Based on the licenses and assets acquired from Qimonda, Elpida will now join the graphics DRAM business and become a memory solutions company with an expanded range of products and services. Elpida plans to quickly ramp up a full-fledged GDDR business. GDDR technology development will continue at Elpida's recently established Munich design center, where nearly 50 engineers and other former Qimonda employees involved in GDDR development work will take up new posts.
"We will shortly begin commercial production of GDDR5, for which data transfer rate of 8Gb/s may be feasible in the near future. To achieve such high speeds advanced technologies for I/O signal transmission as well as internal high speed circuits are crucial. The important GDDR technologies we have acquired can now contribute not only to Elpida's graphics memory development but also to the improvement of our overall DRAM design technologies," said Takao Adachi, Elpida's chief technology officer.

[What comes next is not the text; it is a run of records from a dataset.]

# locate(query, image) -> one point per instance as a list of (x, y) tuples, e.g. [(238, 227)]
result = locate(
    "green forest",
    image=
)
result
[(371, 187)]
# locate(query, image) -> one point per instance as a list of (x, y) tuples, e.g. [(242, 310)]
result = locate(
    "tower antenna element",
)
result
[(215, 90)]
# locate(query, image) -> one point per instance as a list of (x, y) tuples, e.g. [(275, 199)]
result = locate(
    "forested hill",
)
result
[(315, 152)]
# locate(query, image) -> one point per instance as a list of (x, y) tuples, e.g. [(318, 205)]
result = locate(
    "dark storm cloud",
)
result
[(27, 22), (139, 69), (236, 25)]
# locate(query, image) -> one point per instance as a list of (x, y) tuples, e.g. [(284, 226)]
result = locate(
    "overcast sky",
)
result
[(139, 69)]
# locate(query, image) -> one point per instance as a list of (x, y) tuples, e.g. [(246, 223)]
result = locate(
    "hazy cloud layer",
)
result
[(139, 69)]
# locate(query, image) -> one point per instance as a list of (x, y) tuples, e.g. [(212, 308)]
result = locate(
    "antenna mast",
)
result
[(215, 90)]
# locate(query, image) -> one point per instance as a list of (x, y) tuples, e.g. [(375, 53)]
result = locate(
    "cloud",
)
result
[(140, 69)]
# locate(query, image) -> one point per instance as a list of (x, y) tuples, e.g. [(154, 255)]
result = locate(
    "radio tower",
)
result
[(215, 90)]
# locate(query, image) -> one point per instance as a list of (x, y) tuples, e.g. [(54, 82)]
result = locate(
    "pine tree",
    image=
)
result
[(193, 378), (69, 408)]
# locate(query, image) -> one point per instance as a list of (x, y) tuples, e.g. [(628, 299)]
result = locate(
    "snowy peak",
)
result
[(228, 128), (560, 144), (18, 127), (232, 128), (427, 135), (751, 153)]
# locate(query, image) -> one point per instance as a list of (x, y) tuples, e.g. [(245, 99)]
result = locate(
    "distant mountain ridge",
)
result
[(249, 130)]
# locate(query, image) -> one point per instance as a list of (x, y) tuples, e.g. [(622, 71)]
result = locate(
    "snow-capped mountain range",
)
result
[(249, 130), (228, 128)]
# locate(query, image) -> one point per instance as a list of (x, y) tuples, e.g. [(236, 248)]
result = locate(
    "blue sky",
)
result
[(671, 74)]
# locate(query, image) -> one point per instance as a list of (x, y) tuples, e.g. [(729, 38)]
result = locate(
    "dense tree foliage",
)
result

Shipments of 1Gb GDDR3 and 1Gb GDDR5 products are expected to begin in the first half of calendar year 2010. The production of both products is considered to be outsourced to Winbond Electronics Corp., a Taiwanese company that has experience with Qimonda's process technology. Also, following additional development work by a highly qualified team of engineers working jointly in Germany and Japan, Elpida plans to begin mass production of 2Gb GDDR5 at its Hiroshima plant starting in the second half of calendar 2010.
For Elpida it is rather logical to start making premium GDDR memory since the company already produces high-speed RDRAM as well as XDR DRAM developed by Rambus and has experience in making complex memory that operates at very high frequencies. GDDR memory is used not only on add-in graphics cards, but also inside video game consoles, thus, total available market such memory type is rather high.
Considering the fact that only a two companies – Hynix Semiconductor and Samsung Electronics – are able to produce GDDR in volume, graphics memory business is rather lucrative and prices of such chips does not depend on supply/demand ratio as heavily as the pricing of commodity DRAMs.